Getting Started with String Distance Metrics

Sat, Aug 15, 2020 4-minute read

I took a little digression from Python and NLTK when I discovered the R package stringdist, which has a collection of functions for string distance calculation and approximate matching based on those metrics. This is one of the main reasons I started learning NLP in the first place, and stringdist, like a lot of R packages, has good documentation including a paper about the package and underlying metrics. There was no better reason for me to start diving in right away!

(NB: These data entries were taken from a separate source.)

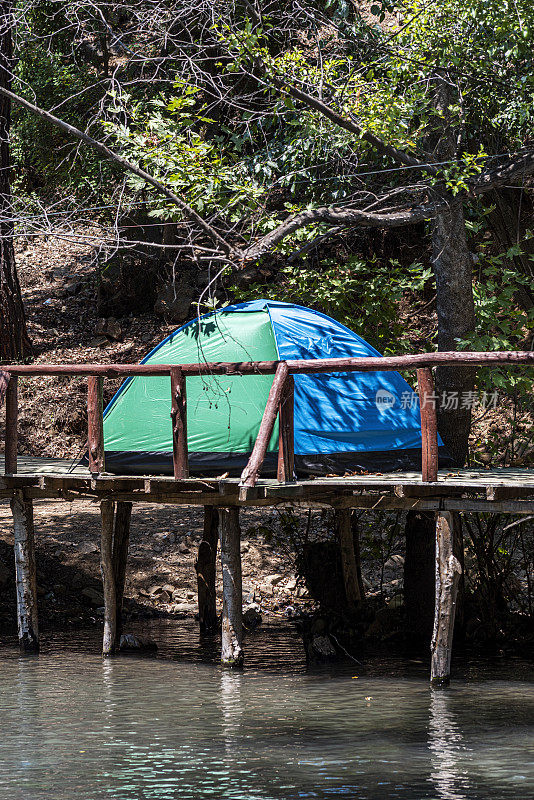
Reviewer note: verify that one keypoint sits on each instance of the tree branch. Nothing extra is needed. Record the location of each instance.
(227, 248)
(341, 217)
(515, 167)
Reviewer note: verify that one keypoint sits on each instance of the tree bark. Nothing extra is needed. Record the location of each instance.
(419, 574)
(448, 572)
(232, 617)
(205, 567)
(453, 270)
(121, 539)
(14, 341)
(348, 559)
(26, 582)
(109, 642)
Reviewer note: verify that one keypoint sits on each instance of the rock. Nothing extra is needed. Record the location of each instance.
(183, 608)
(77, 581)
(174, 301)
(252, 616)
(110, 328)
(274, 580)
(394, 561)
(84, 548)
(5, 574)
(323, 648)
(397, 601)
(131, 644)
(95, 597)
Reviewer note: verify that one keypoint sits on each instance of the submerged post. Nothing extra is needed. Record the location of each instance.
(95, 425)
(232, 616)
(25, 577)
(348, 558)
(108, 578)
(121, 539)
(286, 436)
(12, 411)
(250, 474)
(179, 424)
(429, 424)
(205, 567)
(448, 572)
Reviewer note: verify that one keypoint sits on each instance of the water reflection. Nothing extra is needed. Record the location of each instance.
(448, 749)
(73, 727)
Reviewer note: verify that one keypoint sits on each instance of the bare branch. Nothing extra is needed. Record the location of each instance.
(227, 248)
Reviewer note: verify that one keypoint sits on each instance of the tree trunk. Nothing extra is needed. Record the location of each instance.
(232, 616)
(205, 567)
(14, 342)
(448, 572)
(453, 270)
(348, 559)
(419, 574)
(109, 643)
(25, 577)
(121, 540)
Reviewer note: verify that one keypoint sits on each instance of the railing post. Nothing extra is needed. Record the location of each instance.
(95, 425)
(250, 474)
(286, 436)
(429, 424)
(12, 412)
(180, 457)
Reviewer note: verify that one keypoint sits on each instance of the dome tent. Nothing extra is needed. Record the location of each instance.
(343, 421)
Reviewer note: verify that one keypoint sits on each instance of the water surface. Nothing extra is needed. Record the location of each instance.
(74, 727)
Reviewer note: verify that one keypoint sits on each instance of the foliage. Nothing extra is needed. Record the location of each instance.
(362, 294)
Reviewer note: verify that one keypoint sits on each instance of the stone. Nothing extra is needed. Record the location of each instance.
(323, 648)
(130, 643)
(84, 548)
(183, 608)
(95, 597)
(77, 581)
(5, 574)
(274, 580)
(252, 616)
(397, 601)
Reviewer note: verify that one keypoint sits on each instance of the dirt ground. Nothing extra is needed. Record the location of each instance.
(161, 577)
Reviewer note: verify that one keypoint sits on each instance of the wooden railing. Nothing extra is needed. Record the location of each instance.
(279, 402)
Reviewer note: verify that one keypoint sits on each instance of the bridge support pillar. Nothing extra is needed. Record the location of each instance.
(25, 575)
(232, 616)
(448, 573)
(205, 567)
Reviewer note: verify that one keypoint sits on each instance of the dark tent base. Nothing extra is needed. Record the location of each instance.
(213, 464)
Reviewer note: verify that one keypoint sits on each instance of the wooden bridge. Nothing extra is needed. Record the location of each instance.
(26, 479)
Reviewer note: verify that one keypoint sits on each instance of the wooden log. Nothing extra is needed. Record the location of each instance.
(348, 559)
(305, 366)
(448, 572)
(12, 411)
(429, 425)
(95, 420)
(25, 576)
(109, 642)
(250, 474)
(179, 424)
(232, 616)
(205, 567)
(286, 436)
(4, 380)
(121, 539)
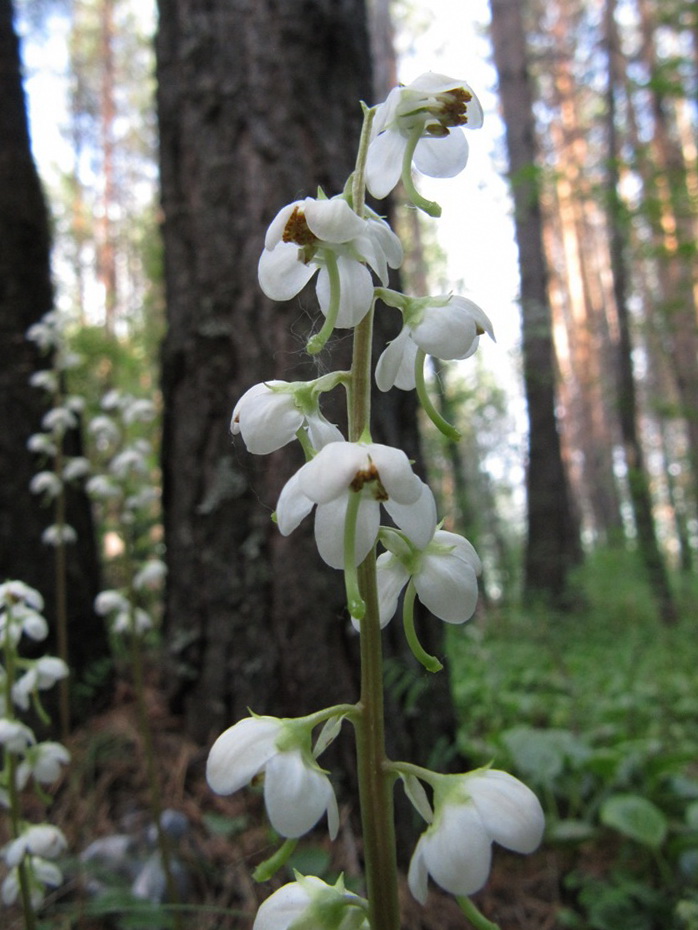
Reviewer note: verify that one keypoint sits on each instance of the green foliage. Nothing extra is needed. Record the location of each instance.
(598, 712)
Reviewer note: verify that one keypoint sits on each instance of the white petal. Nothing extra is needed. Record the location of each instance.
(356, 291)
(333, 220)
(269, 421)
(442, 156)
(509, 810)
(241, 752)
(282, 908)
(295, 795)
(392, 578)
(417, 520)
(384, 162)
(446, 332)
(396, 474)
(418, 875)
(458, 851)
(447, 586)
(281, 273)
(330, 473)
(293, 505)
(321, 432)
(395, 366)
(277, 226)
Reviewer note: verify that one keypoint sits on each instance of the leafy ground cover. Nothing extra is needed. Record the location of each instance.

So, here I am sharing some information that I learned.

Context

If you are typing in a search box, the worst (working) implementation would search for an exact match of what you are typing: the tiniest typo would totally blow your search query. But search implementations should be “smarter” than that: accounting for some margin of error is essential whenever the user input is free text. Part of the solution is attributed to approximate (aka fuzzy) string matching, and this is where a package like stringdist would come in handy.

Side note: this is not really cutting edge. Algorithms in this package are a level-up from exact matching, but are still simpler than machine learning models that are used in actual search engines and might include other features to improve search results.

Types of distance metrics

According to the paper, there are 3 major types of algorithms for calculating distance. I will glance over them in this section.

Edit-based distance

Algorithms in this category calculate the distance between two strings based on the number of edits of one string that are required to match another string. These edits can be:

  • insertions ("fo" -> "for"),
  • deletions ("care" -> "car"),
  • substitutions ("fuzz" -> "buzz"), or
  • transpositions ("pat" -> "apt").

The algorithms differ in whether they allow only one, some, or all of these edits. For example, the longest common substring (LCS) method only allows insertions and deletions. They also differ in the range of possible values.

stringdist("foo",  "boo",   method = "lcs") # 2

q-gram distance

In the context of such algorithms, q-gram is simply a string of length q. So, a q-gram-based method takes its input strings and computes corresponding q-grams. For example, given q = 2, "fizz" would produce 3 q-grams ("fi", "iz", and "zz"). The calculations are then performed on these q-gram sets.

One q-gram-based method is the Jaccard method which calculates the proportion of uncommon q-grams. You could guess that it ranges from 0 to 1.

stringdist("leia", "leela", method = "jaccard", q = 2) # 0.8333

Heuristic distance

Two methods were mentioned in the paper: the Jaro distance and its extension, the Jaro-Winkler distance. These methods are actually developed to account for typing errors using the logic that typing errors result in character substitutions or transpositions between adjacent characters. The further the matched characters are from each other, the larger the penalty added to the distance metric.

They range from 0 to 1, where 0 is a perfect match.

stringdist("comonality", "commonality", method = "jw") # 0.0303

Application

The use of such methods is mainly a lookup function: input string(s) is searched into another set, the dictionary, for matches. A function like stringdist::amatch() calculates the distance metric of interests and picks up the best match. Also, it is straightforward to write a function that gets the best n matches along with the calculated metric if you wish.

It is worth noting that different metrics produce different results, and such difference might be huge. So, the choice should be consciously made based on the type of text being analyzed. Also, since they don’t have the same ranges of possible values, they are not directly comparable.


That sums up what I have learned about string distance and approximate matching from reading the stringdist package paper. From here I will probably get back to progressing in Python and NLTK to continue learning.